DON BRENNAN, QMI Agency
PITTSBURGH - For a minute or so at Thursday's practice, it looked like the Senators were going to have an injured first line left winger on their hands.
In his usual at the edge of the crease on a power play drill, Colin Greening was hit by a hard Jason Spezza shot. He skated away in obvious pain, flexing his left hand over and over. After a drink of water at the bench and a chat with Spezza, Greening returned to the front of the net for more.
Later, he showed where the puck had hit him on the left wrist, and joked that Spezza "needs to lay off the weights."
Unless there's some sort of unexpected flare up of his arm, Greening will be in the lineup Friday when the Senators are in Pittsburgh to take on the Penguins.
"It was just like, tingly all over," said the big rookie. "I was grabbing at it and it was painful ...I couldn't really feel some areas. It was like, come on, get the feeling back."
The Senators can ill-afford to be without Greening, who has six goals, including two on the power play.

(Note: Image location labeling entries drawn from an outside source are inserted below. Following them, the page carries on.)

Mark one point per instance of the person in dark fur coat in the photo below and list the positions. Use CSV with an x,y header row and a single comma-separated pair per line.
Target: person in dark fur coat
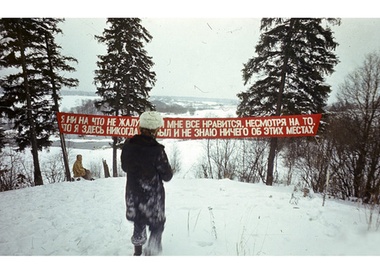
x,y
146,164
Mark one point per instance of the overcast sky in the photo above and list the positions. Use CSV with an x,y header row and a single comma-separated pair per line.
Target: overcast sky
x,y
204,57
199,47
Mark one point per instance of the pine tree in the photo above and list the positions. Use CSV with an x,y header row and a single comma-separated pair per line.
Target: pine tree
x,y
28,92
294,56
124,77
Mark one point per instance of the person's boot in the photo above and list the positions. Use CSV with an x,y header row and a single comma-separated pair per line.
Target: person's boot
x,y
138,251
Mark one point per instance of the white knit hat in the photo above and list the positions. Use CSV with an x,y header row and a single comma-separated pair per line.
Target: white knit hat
x,y
151,120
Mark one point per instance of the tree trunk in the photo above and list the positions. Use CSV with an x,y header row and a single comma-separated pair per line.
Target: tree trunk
x,y
33,137
56,106
274,141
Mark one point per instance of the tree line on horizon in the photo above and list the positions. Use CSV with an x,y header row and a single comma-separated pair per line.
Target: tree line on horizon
x,y
286,75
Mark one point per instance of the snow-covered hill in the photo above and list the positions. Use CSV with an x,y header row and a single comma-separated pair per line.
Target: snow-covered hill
x,y
204,218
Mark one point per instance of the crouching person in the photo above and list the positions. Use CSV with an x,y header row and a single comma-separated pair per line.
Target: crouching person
x,y
146,164
79,171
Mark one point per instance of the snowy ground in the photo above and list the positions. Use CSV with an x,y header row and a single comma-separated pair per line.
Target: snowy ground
x,y
205,218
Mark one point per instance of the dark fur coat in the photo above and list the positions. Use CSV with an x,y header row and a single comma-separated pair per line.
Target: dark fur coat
x,y
146,164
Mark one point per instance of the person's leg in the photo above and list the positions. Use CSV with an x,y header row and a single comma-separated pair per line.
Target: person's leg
x,y
88,175
154,244
139,237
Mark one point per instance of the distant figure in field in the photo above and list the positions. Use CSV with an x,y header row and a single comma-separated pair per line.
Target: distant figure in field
x,y
79,171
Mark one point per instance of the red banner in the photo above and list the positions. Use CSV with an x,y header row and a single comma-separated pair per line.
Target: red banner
x,y
192,128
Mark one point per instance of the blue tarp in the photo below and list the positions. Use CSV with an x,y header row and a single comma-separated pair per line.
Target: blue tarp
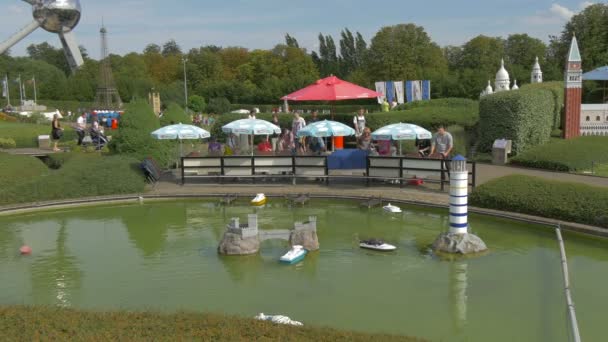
x,y
599,74
347,159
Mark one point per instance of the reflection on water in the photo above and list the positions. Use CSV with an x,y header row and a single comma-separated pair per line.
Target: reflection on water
x,y
163,256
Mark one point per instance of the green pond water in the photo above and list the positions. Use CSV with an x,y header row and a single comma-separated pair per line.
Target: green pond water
x,y
162,256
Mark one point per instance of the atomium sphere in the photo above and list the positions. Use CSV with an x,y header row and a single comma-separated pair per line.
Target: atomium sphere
x,y
57,15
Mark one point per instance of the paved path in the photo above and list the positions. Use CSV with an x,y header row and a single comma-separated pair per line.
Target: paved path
x,y
487,172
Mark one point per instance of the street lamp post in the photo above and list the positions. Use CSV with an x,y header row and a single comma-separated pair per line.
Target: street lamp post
x,y
184,60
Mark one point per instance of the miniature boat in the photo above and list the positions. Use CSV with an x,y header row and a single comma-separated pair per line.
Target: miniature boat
x,y
259,199
377,245
295,254
391,208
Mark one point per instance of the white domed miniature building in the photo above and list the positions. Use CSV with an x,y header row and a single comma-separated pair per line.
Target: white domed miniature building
x,y
537,74
503,81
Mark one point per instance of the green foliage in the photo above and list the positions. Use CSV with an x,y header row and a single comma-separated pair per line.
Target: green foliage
x,y
174,114
566,155
196,103
7,143
557,90
26,179
53,323
134,138
572,202
219,105
524,116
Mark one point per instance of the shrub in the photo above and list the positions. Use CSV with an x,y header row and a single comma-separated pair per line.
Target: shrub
x,y
174,113
81,175
134,139
60,324
524,116
7,143
566,155
557,90
218,105
572,202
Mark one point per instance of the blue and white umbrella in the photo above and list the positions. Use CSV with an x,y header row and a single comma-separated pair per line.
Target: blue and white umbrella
x,y
326,128
180,131
251,127
401,131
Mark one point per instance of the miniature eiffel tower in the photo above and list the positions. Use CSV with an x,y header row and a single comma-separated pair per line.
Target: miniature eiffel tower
x,y
107,97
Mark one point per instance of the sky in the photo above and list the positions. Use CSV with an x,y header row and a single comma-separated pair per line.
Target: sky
x,y
261,24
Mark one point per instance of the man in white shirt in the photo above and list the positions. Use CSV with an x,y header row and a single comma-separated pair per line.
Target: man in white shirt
x,y
81,124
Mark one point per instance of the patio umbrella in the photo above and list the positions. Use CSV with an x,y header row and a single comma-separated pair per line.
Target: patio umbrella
x,y
326,128
401,131
251,127
180,132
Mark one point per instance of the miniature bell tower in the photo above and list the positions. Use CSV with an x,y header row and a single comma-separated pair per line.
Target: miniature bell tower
x,y
573,93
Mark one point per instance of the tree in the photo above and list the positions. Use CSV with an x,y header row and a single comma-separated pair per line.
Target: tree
x,y
404,52
170,48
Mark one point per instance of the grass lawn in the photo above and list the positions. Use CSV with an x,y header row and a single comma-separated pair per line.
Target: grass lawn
x,y
21,323
574,155
26,134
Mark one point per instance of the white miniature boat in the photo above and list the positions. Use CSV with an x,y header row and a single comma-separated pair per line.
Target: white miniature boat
x,y
377,245
259,199
295,254
279,319
391,208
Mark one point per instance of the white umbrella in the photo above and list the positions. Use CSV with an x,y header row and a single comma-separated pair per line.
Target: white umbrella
x,y
401,131
180,132
251,127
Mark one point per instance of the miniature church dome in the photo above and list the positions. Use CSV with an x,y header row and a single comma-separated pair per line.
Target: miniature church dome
x,y
502,78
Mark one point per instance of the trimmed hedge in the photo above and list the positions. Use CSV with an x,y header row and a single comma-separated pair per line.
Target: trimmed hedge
x,y
557,90
21,323
524,116
566,155
572,202
27,179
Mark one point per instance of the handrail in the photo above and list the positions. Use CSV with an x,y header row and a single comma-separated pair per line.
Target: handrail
x,y
569,301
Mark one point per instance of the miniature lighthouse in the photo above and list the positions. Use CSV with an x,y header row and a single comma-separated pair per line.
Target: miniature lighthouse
x,y
458,240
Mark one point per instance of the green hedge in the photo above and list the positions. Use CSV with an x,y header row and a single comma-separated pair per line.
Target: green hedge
x,y
571,202
557,90
524,116
133,137
566,155
20,323
27,179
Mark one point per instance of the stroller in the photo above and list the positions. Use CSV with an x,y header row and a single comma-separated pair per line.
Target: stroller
x,y
98,138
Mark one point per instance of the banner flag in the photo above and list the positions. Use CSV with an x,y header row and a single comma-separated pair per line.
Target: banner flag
x,y
399,91
390,91
381,88
426,90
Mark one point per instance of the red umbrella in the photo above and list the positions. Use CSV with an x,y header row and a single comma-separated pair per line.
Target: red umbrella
x,y
331,89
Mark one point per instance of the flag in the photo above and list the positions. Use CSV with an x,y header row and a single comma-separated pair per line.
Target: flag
x,y
4,88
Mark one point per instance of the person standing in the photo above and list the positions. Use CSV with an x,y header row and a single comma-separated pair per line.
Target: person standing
x,y
56,131
359,123
81,125
297,124
443,143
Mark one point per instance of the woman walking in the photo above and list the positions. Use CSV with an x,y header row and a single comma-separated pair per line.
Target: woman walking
x,y
56,131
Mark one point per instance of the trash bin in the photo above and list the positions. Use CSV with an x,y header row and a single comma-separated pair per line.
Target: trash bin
x,y
44,142
500,149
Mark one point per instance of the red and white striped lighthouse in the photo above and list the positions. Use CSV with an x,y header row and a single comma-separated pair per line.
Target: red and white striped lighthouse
x,y
573,93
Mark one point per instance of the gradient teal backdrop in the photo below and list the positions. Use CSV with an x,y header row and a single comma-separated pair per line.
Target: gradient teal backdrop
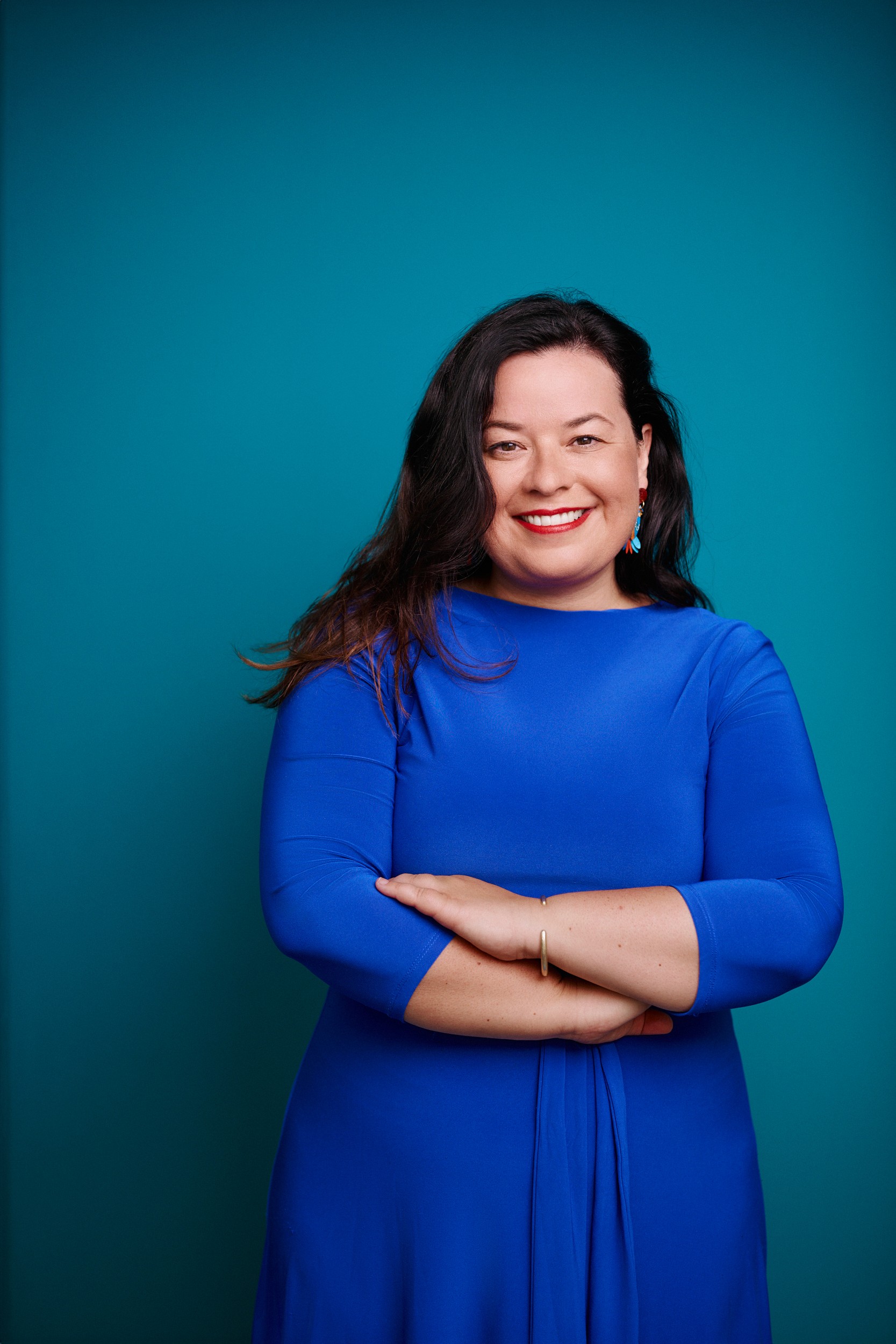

Heading into Pittsburgh, they have converted just two of their last 30 opportunities with the man advantage.
The power play received plenty of focus at practice this week, as the Senators have four full days between games.
"We did a lot of work on it last couple of days," said coach Paul MacLean, who stressed entries into the offensive zone.
Putting some goals on the board, of course, will be key against a Penguins squad bolstered by the return of Sidney Crosby.
As the first place team in the Eastern Conference, the Penguins were already going to be a handful.
Craig Anderson will be on the hotseat as Ottawa's starting goalie, but as MacLean said: "It's going to be a test for our whole team."